As Michael Turner, of the University of Chicago, put it, “During the halcyon days of a new theory a week, when young scientists were having too much fun, Gary often provided the adult supervision and wise guiding hand.”
Gary Steigman was born in New York City on Feb. 23, 1941, to Charles and Pearl Steigman and grew up in the Bronx, a fan of the New York Giants baseball team across the Harlem River. He passed up taking the entrance exam for the selective Bronx High School of Science because he wanted to be “normal,” he once said.
Nevertheless, science and the universe beckoned. He graduated with a bachelor’s degree in physics from the City College of New York in 1961 and then obtained a Ph.D. from New York University in 1968. It was there, in his thesis, working under Malvin A. Ruderman, that Dr. Steigman made his first contribution to cosmology.
According to all the laws of physics, when the universe was born in the Big Bang, elementary particles and their antimatter evil-twin opposites — with opposite charges and spins — should be produced in equal, counterbalancing amounts. But all that astronomers could see in the present-day universe was matter. Where did the antimatter go? Were there antimatter stars and galaxies hiding out there?
In his thesis, Dr. Steigman showed that a universe with equal amounts of matter and antimatter would not work. The universe, he concluded, must have become unbalanced in favor of matter in its earliest moments.
Cosmologists are still struggling to understand how that happened.
After research stints at Cambridge University and the California Institute of Technology, Dr.
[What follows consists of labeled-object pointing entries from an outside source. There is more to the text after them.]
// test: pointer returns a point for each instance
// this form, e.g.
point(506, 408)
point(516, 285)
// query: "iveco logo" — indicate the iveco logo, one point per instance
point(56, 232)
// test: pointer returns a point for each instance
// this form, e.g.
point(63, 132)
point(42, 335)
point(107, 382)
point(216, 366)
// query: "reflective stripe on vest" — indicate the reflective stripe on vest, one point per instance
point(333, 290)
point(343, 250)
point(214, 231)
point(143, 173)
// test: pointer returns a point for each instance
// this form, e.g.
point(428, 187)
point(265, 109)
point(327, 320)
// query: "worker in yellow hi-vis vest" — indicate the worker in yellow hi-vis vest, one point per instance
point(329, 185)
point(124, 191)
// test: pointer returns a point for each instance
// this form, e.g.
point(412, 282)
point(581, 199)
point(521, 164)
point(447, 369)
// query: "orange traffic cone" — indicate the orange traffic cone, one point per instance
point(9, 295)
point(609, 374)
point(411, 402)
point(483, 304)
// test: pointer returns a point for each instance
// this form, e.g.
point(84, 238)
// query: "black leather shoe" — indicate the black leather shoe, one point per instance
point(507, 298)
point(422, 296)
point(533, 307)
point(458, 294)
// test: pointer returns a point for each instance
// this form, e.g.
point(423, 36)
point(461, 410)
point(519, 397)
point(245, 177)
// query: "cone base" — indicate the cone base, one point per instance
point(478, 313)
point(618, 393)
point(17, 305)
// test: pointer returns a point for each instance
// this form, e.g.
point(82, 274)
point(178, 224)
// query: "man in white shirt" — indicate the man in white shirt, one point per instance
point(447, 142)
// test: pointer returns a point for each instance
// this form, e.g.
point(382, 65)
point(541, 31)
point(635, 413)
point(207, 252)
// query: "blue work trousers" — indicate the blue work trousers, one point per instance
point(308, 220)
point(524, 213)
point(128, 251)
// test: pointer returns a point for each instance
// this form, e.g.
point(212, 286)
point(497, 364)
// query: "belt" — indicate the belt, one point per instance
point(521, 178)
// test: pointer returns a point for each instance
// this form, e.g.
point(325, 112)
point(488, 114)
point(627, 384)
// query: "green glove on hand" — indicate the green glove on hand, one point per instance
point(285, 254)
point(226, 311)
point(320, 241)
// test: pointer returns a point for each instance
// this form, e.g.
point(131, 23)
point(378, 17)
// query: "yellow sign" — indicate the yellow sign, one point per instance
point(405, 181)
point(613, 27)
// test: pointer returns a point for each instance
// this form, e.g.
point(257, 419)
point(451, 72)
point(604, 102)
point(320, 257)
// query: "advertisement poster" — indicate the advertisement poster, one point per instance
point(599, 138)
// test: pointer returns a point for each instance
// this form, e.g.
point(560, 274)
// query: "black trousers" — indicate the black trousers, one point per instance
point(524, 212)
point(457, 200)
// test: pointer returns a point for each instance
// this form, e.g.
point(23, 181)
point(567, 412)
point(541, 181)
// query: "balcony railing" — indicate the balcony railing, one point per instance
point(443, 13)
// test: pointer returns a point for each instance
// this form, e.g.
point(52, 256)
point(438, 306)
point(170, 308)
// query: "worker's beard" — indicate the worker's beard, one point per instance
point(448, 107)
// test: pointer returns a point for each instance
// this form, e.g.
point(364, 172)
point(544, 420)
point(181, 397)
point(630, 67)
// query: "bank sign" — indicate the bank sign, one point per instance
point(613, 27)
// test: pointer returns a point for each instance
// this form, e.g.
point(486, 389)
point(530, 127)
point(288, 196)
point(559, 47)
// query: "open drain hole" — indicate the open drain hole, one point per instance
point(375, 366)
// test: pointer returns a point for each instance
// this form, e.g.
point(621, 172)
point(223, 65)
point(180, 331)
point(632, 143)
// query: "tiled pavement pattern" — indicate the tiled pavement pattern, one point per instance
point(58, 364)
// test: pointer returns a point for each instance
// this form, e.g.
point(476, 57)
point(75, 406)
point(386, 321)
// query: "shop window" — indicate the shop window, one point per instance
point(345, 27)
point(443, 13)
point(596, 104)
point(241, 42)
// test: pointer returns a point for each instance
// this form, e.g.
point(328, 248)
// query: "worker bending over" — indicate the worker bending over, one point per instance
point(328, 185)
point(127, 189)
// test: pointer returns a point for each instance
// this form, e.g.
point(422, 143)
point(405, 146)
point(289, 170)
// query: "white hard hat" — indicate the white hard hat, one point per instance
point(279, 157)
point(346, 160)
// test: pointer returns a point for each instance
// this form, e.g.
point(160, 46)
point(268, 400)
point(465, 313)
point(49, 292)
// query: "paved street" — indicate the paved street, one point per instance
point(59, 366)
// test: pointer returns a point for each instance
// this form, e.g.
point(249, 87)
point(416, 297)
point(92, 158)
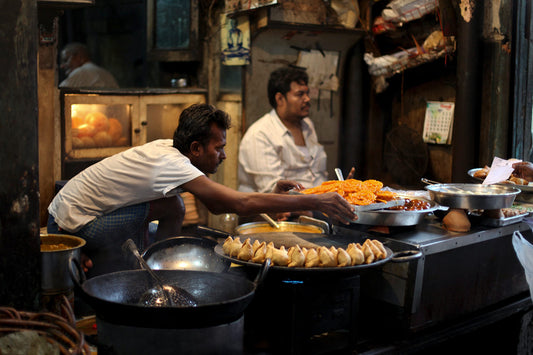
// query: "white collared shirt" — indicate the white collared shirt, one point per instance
point(267, 153)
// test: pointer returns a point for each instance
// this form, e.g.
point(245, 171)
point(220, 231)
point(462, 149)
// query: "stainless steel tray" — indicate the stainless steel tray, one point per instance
point(500, 222)
point(473, 196)
point(395, 217)
point(526, 194)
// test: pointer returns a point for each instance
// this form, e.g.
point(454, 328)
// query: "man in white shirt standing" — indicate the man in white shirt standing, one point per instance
point(283, 143)
point(80, 71)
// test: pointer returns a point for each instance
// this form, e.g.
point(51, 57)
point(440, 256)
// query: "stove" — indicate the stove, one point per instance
point(459, 275)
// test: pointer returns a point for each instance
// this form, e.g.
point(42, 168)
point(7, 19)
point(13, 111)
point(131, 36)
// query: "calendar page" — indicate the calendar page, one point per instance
point(438, 122)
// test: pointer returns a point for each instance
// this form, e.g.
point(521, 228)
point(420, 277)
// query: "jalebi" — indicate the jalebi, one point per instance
point(356, 192)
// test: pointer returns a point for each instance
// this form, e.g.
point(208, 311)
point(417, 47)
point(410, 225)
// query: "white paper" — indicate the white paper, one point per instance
point(500, 170)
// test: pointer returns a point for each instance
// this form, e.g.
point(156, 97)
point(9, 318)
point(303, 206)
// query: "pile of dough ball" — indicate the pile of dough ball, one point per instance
point(296, 256)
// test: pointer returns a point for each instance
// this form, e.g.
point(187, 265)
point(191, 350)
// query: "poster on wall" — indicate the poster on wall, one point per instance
point(235, 40)
point(244, 5)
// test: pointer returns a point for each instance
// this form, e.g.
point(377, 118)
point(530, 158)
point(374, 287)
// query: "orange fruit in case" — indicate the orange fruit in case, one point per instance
point(86, 130)
point(122, 141)
point(115, 129)
point(87, 142)
point(98, 120)
point(77, 143)
point(102, 139)
point(77, 121)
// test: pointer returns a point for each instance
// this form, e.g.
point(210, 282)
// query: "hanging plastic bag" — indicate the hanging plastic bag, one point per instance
point(524, 252)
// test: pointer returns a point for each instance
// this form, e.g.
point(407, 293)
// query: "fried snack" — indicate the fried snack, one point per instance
point(246, 252)
point(235, 247)
point(334, 251)
point(356, 254)
point(270, 251)
point(311, 259)
point(327, 259)
point(369, 255)
point(356, 192)
point(260, 254)
point(296, 257)
point(482, 173)
point(381, 248)
point(343, 258)
point(375, 250)
point(226, 247)
point(256, 245)
point(280, 256)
Steigman taught at Yale and at the Bartol Research Foundation, part of the University of Delaware, before joining the faculty at Ohio State.
He and his Great Pyrenees, Holly, spent many summers at the Aspen Center for Physics in Colorado, where scientists talk through problems over picnic tables under the trees and on hikes in the Rockies. Dr. Steigman was a longtime trustee of the center and a member of its advisory board.
“This is a way you can enjoy a high lifestyle without a high salary,” Dr. Steigman told an interviewer one day over canapés at the home of a center benefactor.
He was recruited to Ohio State in 1986 to found a cosmology center, which would include both astronomers and physicists.
Around the same time, he began a romantic, interhemispheric relationship with a Brazilian astronomer, Sueli Viegas, from the Institute of Astronomy, Geophysics and Atmospheric Sciences at the University of São Paulo, whom he had met at a conference in Rio de Janeiro. They married in 2004, after Dr. Viegas had retired from São Paulo.
Besides Dr. Viegas, Dr. Steigman is survived by a stepdaughter, Cibele Aldrovandi; a stepson, Leonardo Aldrovandi; and two nieces. A previous marriage had ended in divorce.
Dr. Steigman became an expert in the study of the nuclear reactions that took place in the first three minutes of creation. In those moments, the universe converted primordial hydrogen, the simplest element, into heavier elements like helium and lithium, which made up the first stars. (The rest of the elements needed to make planets and people would be manufactured in stars.)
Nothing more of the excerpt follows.